11 de dezembro de 2020

Claunara Schilling é médica de Família e Comunidade. Doutora em Epidemiologia pelo PPGEPID/UFRGS. Professora Adjunta da Faculdade de Medicina no Departamento de Medicina Social da UFRGS, Docente do Mestrado Profissional em Avaliação e Produção de Tecnologias para o SUS, do Grupo Hospitalar Conceição e Chefe do Serviço de Atenção Primária à Saúde HCPA desde setembro de 2020. Coordenou a Saúde da Família de Porto Alegre entre 1998 e 2001. Foi consultora e assessora do Ministério da Saúde de 2002 a 2008.
 
SBMFC: Na época que vc escolheu a residência de MFC, quais eram os desafios dessa decisão?
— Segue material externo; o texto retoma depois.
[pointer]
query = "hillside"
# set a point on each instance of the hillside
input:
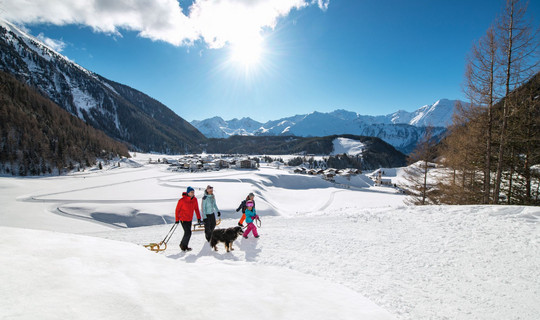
(118, 110)
(39, 137)
(376, 153)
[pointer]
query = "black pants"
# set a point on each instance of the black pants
(186, 225)
(209, 226)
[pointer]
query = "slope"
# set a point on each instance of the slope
(38, 136)
(120, 111)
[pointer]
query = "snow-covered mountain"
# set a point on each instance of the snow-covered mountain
(121, 112)
(401, 129)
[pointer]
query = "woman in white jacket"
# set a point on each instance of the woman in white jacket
(209, 210)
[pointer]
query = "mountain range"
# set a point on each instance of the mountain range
(123, 113)
(401, 129)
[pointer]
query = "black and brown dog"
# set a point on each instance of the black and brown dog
(227, 236)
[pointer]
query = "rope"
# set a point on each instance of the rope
(169, 235)
(258, 222)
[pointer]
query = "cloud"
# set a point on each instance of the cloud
(216, 22)
(56, 45)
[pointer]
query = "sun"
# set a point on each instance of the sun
(246, 52)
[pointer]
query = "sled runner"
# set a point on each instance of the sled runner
(162, 246)
(200, 226)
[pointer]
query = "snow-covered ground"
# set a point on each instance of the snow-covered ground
(72, 249)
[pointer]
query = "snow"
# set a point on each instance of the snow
(67, 276)
(72, 248)
(348, 146)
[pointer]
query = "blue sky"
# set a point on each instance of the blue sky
(368, 56)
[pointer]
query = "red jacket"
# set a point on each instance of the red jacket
(185, 208)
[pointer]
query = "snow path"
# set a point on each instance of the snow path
(66, 276)
(417, 263)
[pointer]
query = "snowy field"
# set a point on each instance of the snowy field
(72, 249)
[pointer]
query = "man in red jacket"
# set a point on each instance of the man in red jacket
(184, 214)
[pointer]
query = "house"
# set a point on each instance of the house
(248, 164)
(220, 163)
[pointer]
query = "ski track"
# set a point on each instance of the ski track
(416, 263)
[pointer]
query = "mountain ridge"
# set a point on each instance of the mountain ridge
(121, 112)
(402, 129)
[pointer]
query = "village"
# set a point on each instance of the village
(209, 162)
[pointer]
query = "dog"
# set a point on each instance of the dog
(227, 236)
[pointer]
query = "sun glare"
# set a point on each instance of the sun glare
(246, 53)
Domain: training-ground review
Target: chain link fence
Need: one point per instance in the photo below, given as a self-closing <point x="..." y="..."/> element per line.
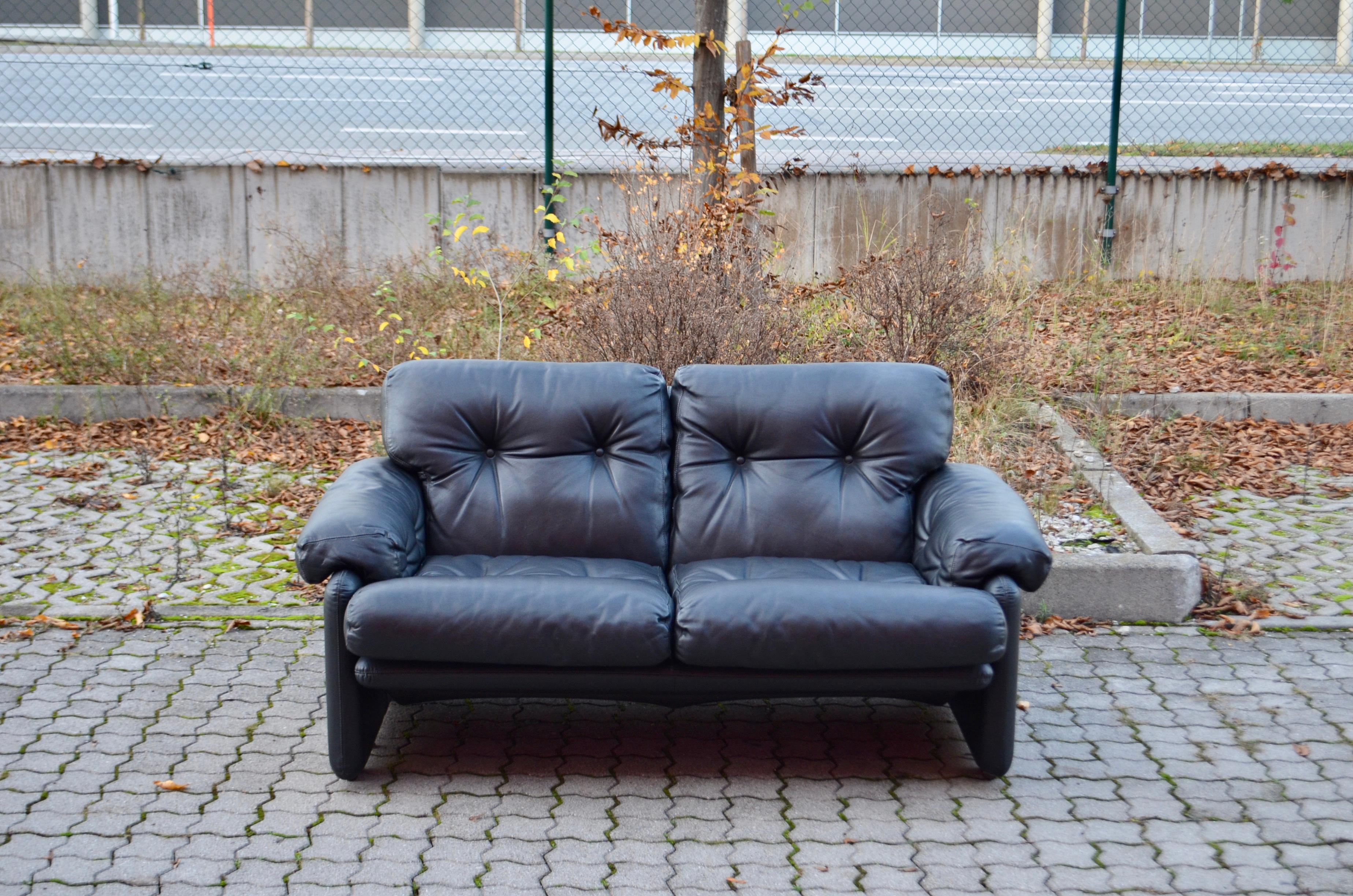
<point x="459" y="83"/>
Claunara: a decisão pela MFC foi a partir de uma experiência, em um estagio de ferias da faculdade, em 1992, na Unidade Floresta do GHC, em 1992. Me formei em julho de 1994, e apesar de ter tiro uma rápida experiencia de trabalhar em uma pequena cidade do interior, por indicação de um Professor, para substituir uma casal de médicos que iria se mudar dessa cidade, a decisão por fazer residência já estava tomada. Em 1994 é lançado o PSF e o município de Porto Alegre inicia a proposta de implantação, contrata as primeiras equipes, via associação de moradores, e eu faço o processo seletivo, e entro no final da minha residência, em dezembro de 1996, para uma equipe de PSF em Porto Alegre. Ou seja, já na residência, havia oferta de trabalho para o MFC (havia feito um concurso em uma cidade do interior, Santa Rosa, que também tinha um histórico de investir na APS, com um MFC que estava na gestão desse município, na época), e o maior desafio era encontrar condições de trabalho. Embora tivéssemos uma MFC na coordenação da SF na época, a compreensão da abrangência do que podíamos fazer na APS era restrita, desde a gerencia local, em não fornecer material para procedimentos, como sutura, por exemplo, até o arquiteto, para fazer reforma na unidade, com frases como “isso é um PSF”, não faz essas coisas….Além, é claro, da fragilidade da forma de contratação, que deixava, na época, os profissionais à mercê do proselitismo  “participativo”, qdo presidentes de associação de bairro assumiram o papel do estado, “contratando” trabalhadores.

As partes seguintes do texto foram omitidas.